Iron Ore Looks Like a One-Way Bet: Down

 | Nov 10, 2014 02:35AM ET

Iron ore hit a 5-year low last week, lack of demand for physical cargo saw the spot price drop to $76 per metric ton, the lowest level since June 2009 according to the The closure of steel mills near Beijing ahead of the Asia-Pacific Economic Cooperation conference this week has been blamed by many commentators as the reason for the lack of demand, but the slide has been relentless this year and the shutdowns in Hebei are only hastening the normal winter slow down. The tactics of the big 3 iron ore producers is well documented. The strategy appears to be achieve the greatest economy of scale by going for volume and mechanization.

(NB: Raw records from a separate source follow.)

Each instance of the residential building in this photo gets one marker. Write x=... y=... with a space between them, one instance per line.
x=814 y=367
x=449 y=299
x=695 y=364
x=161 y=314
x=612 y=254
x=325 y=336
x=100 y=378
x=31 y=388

As prices fall, competitors will go out of business and the field will be left to Rio Tinto (NYSE:RIO), Bhp Billiton (NYSE:BBL) and VALE (NYSE:VALE). Rio is accepted as the lowest cost producer but BHP intends to increase production at mines in Western Australia by 65m tons to 290m tons a year by 2017 in an effort to reduce costs so it can overtake Rio as the cheapest iron ore supplier, meanwhile Vale is looking to lift output to 453 million tons by 2018 from 306 million tons in 2013, according to the FT.